Alors que chez Pierre Boulle le gouvernement scientifique produisait une humanité vautrée dans le confort, chez Roy Lewis ce luxe est inaccessible et seule la griserie de la drogue permet d’échapper à un morne quotidien. Deux extrêmes donc, mais un point commun à vingt ans d’écart : ces deux contes servent surtout à illustrer le côté dérisoire de nos aspirations modernes, et l’impossibilité pour notre société de devenir aussi savante que ses savants.

Ce point de vue est intéressant, et bien traité dans les deux cas. Mais ce qui m’étonne, c’est que ces auteurs interrogent nullement les motivations des savants, lesquels ne font que ce que les gouvernements leur demande. Je fais l’hypothèse qu’aujourd’hui, avec l’essor de la sociologie des sciences, la littérature s’intéressera de plus en plus à ce qui meut les savants collectivement et individuellement.
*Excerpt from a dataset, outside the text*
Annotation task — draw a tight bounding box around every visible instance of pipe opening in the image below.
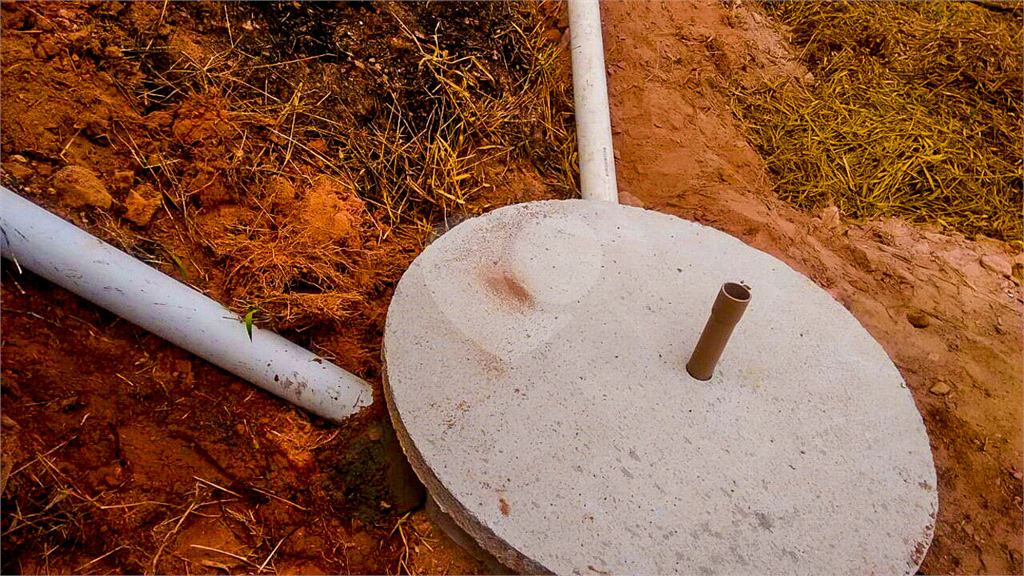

C’est le cas de quelques (grands) romans que j’ai lu récemment et que je vous recommande : Intuition d’Allegra Goodman (2006), thriller psychologique sur une suspicion de fraude dans un laboratoire de biologie ; Des éclairs de Jean Echenoz (2010), biographie romancé de Nikola Tesla ; et Solaire de Ian McEwan (2010), roman cynique sur un prix Nobel de physique en prise avec sa vie et sa carrière.

N.B. : La partie sur Les Jeux de l’esprit est tirée de mon article “Retour sur le colloque Pari d’avenir : pourquoi changer les pratiques de la culture scientifique ?” (août 2008).